James is effusive about her father’s input into her career, saying on the Nigel James Elite Coaching website that she is “grateful to my dad for all the time, effort and love that he has put into my football by coaching me in order to help me reach the very best level and fulfil my full potential”.
Whether in training or in a match, James stands out. In England’s open training session before their Euro 2025 send-off game against Jamaica on 29 June, the Chelsea forward was electric, despite not having played for three months because of a hamstring injury, gliding and shifting with the ball at her feet like she had never been away. Against Jamaica, it took only eight minutes after James’s introduction as a substitute for her to make an impression, providing a pinpoint cross for Alessia Russo to nod in.
Sarina Wiegman’s decision to start James against France in England’s tournament opener on Saturday was not a surprise. Indeed, many would consider it a risk worth taking because, ultimately, even a semi-fit James is a better creative outlet than many of the squad’s fully fit players. Constructing the team in a way that draws the best out of her is a logical course of action.
England desperately need James’s creative edge, her unpredictability, the fear she is able to strike into opposition players as she runs at them, her weight shifting, her movements fluid, opponents left fumbling and stumbling in her wake. Against France that dynamism and threat was evident from the off, James firing over 39 seconds into the contest, leaving France breathing a sigh of relief.
However, England have a problem regarding where to play James. The Lionesses’ midfield was overrun against France, Georgia Stanway and Keira Walsh struggling with the physicality and pressing game of their opponents, with Sakina Karchaoui particularly influential for Laurent Bonadei’s side. And with James in the No 10 role instead of Ella Toone or Grace Clinton, there was clear disruption to the Lionesses’ unit in the middle of the pitch.
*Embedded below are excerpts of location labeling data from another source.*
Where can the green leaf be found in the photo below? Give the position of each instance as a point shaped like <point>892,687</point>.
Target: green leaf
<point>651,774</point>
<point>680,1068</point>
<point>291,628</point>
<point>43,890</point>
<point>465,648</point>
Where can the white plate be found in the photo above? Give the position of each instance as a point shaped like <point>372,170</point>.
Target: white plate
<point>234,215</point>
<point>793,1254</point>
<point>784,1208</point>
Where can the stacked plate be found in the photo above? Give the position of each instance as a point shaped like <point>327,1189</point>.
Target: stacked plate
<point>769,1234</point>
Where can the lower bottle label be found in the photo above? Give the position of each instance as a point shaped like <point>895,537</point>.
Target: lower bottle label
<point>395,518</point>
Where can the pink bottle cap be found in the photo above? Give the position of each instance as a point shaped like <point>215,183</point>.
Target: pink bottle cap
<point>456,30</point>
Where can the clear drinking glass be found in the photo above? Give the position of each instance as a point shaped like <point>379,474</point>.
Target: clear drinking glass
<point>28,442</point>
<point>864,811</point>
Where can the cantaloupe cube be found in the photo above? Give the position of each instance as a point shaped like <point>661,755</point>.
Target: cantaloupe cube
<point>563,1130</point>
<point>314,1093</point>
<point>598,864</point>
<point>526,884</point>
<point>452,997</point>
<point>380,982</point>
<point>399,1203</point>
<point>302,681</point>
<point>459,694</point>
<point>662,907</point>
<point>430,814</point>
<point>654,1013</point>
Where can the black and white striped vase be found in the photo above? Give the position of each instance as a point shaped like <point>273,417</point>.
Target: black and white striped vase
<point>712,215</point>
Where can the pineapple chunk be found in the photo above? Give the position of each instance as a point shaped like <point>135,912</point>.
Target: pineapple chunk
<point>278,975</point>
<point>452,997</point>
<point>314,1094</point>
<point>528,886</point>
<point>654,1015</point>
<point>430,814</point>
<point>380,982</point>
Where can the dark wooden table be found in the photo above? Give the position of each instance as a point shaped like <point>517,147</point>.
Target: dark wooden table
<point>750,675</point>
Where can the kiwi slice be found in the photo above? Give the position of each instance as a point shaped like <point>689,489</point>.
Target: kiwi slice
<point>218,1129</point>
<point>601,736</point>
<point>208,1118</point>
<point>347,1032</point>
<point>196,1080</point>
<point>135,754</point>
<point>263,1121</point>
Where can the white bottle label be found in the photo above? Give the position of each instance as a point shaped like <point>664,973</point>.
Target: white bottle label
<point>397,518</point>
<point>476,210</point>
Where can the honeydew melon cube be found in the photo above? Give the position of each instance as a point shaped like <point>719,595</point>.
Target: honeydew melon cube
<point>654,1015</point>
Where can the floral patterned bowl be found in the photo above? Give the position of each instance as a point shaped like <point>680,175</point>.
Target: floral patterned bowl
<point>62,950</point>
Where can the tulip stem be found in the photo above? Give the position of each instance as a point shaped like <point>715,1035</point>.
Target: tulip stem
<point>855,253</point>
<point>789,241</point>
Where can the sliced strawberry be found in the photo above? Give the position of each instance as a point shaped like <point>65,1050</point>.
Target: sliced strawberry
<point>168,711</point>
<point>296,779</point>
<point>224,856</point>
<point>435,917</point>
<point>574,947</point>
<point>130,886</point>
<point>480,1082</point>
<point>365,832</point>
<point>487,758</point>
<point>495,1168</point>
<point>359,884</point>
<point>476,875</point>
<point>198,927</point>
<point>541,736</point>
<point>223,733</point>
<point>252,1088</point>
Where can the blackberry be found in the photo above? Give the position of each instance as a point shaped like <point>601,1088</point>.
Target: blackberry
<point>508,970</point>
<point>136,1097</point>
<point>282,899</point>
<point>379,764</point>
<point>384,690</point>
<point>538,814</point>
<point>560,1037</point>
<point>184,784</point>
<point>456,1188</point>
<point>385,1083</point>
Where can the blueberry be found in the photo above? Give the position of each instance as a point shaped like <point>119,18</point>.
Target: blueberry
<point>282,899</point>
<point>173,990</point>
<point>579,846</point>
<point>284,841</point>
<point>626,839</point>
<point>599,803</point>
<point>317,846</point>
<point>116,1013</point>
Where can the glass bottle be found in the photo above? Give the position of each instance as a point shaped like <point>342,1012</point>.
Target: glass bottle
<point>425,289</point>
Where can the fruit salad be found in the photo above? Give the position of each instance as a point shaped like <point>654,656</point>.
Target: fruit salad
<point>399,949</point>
A structured midfield is what England are used to operating with under Wiegman. James, on the other hand, is most effective when given a free role and allowed to run at defences from central or wide positions. She is less of a traditional attacking player than Beth Mead, Lauren Hemp or Chloe Kelly. As such, England are trying to fit a square peg into a round hole and it is not quite working.
How should England move forward after the defeat against France, beginning with the game against the Netherlands here in Zurich on Wednesday?
The answer could be for Wiegman to operate with a more structured midfield, deploying instead either Toone or Clinton from the start, before bringing on James, the Lionesses’ livewire, to twist and befuddle tired opposition legs later on.
Aged 23, James is clearly the future of this England side. But how to get the best out of her in the present is undeniably a tricky and pressing question. Does she start or is she a super sub? It is an unenviable dilemma for all concerned, Wiegman in particular, to wrestle with and quickly solve.